The Competition and Markets Authority (CMA) has published its provisional findings report, alongside 11 appendixes, following its retail banking market investigation into the supply of retail banking services to personal current account (PCA) customers and to small and medium-sized enterprises (SME).
As part of the investigation the CMA identified that:
- there are a number of competition problems in both the PCA and SME banking markets.
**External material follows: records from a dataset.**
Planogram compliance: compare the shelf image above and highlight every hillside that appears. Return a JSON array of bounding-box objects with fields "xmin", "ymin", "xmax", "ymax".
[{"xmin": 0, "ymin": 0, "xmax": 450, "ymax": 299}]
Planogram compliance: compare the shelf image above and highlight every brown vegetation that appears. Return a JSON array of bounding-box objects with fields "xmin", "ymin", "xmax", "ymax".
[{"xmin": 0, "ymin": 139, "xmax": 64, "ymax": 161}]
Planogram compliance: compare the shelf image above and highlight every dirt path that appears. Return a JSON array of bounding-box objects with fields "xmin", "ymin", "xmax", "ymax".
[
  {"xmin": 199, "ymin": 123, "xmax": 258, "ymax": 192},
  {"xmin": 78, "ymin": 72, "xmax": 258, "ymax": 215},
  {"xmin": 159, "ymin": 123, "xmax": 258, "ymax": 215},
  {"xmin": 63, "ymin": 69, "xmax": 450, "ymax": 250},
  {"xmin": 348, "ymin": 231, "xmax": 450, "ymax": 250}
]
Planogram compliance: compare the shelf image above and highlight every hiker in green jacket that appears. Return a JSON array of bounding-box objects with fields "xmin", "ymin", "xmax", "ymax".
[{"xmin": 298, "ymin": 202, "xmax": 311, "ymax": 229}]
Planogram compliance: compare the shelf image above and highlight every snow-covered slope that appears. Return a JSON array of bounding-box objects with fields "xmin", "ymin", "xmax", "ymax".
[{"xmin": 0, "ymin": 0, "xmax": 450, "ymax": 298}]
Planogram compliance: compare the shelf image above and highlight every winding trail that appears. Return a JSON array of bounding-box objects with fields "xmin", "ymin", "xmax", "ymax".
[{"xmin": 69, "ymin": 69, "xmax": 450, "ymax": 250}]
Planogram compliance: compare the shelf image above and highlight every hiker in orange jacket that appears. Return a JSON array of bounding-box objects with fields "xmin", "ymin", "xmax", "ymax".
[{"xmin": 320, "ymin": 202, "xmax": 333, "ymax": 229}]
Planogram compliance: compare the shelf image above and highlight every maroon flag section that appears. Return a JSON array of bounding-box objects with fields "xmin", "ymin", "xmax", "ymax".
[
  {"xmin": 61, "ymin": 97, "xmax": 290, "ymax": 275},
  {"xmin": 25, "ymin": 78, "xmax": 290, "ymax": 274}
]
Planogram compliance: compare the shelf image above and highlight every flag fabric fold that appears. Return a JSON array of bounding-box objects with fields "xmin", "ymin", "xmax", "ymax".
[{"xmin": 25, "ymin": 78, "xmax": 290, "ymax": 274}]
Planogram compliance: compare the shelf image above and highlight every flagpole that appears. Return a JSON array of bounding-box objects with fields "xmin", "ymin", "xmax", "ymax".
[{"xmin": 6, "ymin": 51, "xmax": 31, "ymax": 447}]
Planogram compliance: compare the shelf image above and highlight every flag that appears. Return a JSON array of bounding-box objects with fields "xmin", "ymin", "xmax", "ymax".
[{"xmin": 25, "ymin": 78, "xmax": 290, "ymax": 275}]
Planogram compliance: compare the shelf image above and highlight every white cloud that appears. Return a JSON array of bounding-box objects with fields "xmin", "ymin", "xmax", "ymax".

Particularly, the CMA found that low levels of customer switching meant that banks are not put under enough competitive pressure, and new products and new banks do not attract customers quickly enough;
- in the case of PCAs, the opening and / or switching process is seen to be time-consuming, and at risk of things going wrong;
- SME charging structures are complex and difficult to compare, there are no service quality measures to aid comparison and there are limited effective price comparison tools for SMEs;
- accounts which are more expensive and below average quality are not losing customers to cheaper and better alternatives at the rate that would be expected in a well-functioning market; and
- there have been a number of positive developments: (i) new entrants into both PCA and SME banking; (ii) innovative products becoming available; (iii) the digital innovations associated with online and mobile banking; and (iv) new tools like Midata and CASS, which have the potential to increase searching and switching.
To address some of the issues the CMA has published an initial list of remedies, which sets out possible measures aimed at increasing competition and securing a better deal for customers. The CMA states that it will develop these proposals over the coming months.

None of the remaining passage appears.